Le geste choc du géant de la distribution américain Wal-Mart d'augmenter ses salariés pourrait être le signe tant attendu aux Etats-Unis d'un début d'accélération des salaires dans un marché de l'emploi qui commence à se tendre.
Le numéro un mondial de la distribution a annoncé jeudi qu'il payerait désormais au moins 9 dollars de l'heure près de la moitié de ses effectifs. Cela représente une augmentation pour un demi-million d'employés aux Etats-Unis et c'est 1,75 dollar au-dessus du salaire minimum horaire en vigueur.
Le salaire minimum fédéral américain est bloqué à 7,25 dollars de l'heure depuis bientôt six ans malgré les appels de la Maison Blanche à le relever à 10,10 dollars. Une initiative de l'administration Obama est ainsi gelée par les parlementaires républicains au Congrès, mais près d'une vingtaine d'Etats ont récemment annoncé des hausses de leurs rémunérations minimum, soit en légiférant, soit en posant la question par referendum.
La quasi-absence de hausse de salaires ces dernières années aux Etats-Unis est une des anomalies du boom économique américain alors que la croissance est relativement robuste (+2,4% en 2014) et que le taux de chômage a fondu à 5,7% actuellement, contre 10% fin 2009.
"Voilà une indication que Wal-Mart regarde l'avenir et veut gérer ses problèmes de recrutement. Le groupe veut retenir ses employés", a expliqué à l'AFP l'économiste indépendant Joel Naroff.
Offrir une augmentation à 500.000 salariés "représente beaucoup d'argent (1 milliard de dollars, ndlr) mais le turn-over ou la rotation du personnel coûte aussi très cher", ajoute cet économiste.
Vu la taille du géant de la distribution, son initiative pourrait aussi "créer un plancher dans la structure des salaires" et, la concurrence jouant, être suivie par d'autres employeurs, a encore estimé M. Naroff.
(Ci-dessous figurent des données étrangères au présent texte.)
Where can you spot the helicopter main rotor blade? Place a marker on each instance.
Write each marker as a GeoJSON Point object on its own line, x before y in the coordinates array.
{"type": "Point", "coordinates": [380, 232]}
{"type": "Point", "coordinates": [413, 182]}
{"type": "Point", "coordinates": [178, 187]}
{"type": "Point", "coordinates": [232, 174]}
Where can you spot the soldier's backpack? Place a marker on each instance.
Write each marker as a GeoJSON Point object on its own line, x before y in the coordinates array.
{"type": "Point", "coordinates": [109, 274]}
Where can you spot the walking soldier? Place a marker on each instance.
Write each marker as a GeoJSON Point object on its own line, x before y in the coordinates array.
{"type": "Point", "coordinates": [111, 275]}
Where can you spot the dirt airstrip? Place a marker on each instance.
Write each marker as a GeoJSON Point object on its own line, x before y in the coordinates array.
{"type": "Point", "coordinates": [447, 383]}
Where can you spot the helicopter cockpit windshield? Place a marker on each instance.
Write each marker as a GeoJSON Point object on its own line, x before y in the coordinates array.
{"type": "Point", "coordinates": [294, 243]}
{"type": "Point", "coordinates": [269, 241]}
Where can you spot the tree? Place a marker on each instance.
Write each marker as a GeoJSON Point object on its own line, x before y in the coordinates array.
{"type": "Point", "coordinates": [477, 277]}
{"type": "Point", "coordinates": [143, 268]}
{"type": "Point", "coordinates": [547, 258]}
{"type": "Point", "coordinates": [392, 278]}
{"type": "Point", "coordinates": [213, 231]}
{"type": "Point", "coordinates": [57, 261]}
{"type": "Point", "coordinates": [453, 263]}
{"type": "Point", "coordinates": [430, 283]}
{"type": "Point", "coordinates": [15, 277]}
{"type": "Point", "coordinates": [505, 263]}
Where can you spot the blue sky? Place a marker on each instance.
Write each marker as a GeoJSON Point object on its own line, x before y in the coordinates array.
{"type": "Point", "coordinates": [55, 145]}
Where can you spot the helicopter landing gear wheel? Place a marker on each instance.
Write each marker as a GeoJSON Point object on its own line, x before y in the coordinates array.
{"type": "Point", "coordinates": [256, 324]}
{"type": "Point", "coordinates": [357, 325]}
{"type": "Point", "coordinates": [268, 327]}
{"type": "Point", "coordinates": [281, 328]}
Selon lui, l'initiative de Wal-Mart traduit le fait que les conditions du marché du travail se tendent enfin, donnant davantage de choix aux chercheurs d'emplois qui se tournent vers les offres mieux payées ou assorties de meilleurs avantages sociaux.
Wal-Mart, qui recourt aussi beaucoup aux salariés à temps partiel, voit ce réservoir de travailleurs ayant atteint un pic depuis la crise financière commencer à diminuer.
Avec le retour de la croissance, ces salariés à temps partiel commencent à trouver des emplois à temps plein, affirme Joel Naroff.
- Débrayages -
Doug McMillon, le jeune nouveau directeur général de Wal-Mart, n'a pas dit autre chose jeudi. "Nous voulons que tout le monde soit bien conscient que l'expérience en magasin est vitale pour notre avenir", a lancé M. McMillon, 48 ans, sur la chaîne économique CNBC. "Le caissier d'aujourd'hui est le responsable de magasin de demain et le responsable de demain aura peut-être mon poste", a ajouté celui qui a commencé sa carrière chez le distributeur avec un emploi d'été à l'âge de 18 ans.
Il faut dire que Wal-Mart souffrait d'une image peu flatteuse en termes de gestion du personnel, avec des emplois peu payés et pour beaucoup à temps partiel.
En 2012 et 2013, plusieurs magasins, notamment dans la région de Chicago, ont connu des débrayages et des manifestations, les employés se plaignant de salaires trop bas, d'horaires imprévisibles et d'une gestion du personnel injuste.
"Les problèmes de Wal-Mart ont tourné autour des ruptures de stocks, des longues files d'attente à la caisse, d'un service aux clients peu performant et de nombreux employés mécontents", a résumé Paul Trussell, analyste pour Deutsche Bank.
La stagnation des salaires aux Etats-Unis est dénoncée depuis des mois par de nombreux économistes, notamment dans des études de la Réserve fédérale (Fed). Elle est aussi vue comme un facteur de la faible inflation qui retient la Fed de commencer à normaliser sa politique monétaire.
Encore mercredi, le Comité monétaire de la banque centrale (FOMC) notait dans le rapport de sa dernière réunion de janvier que "la tiède augmentation des salaires, si elle continue, pourrait être un facteur important restreignant les dépenses des ménages".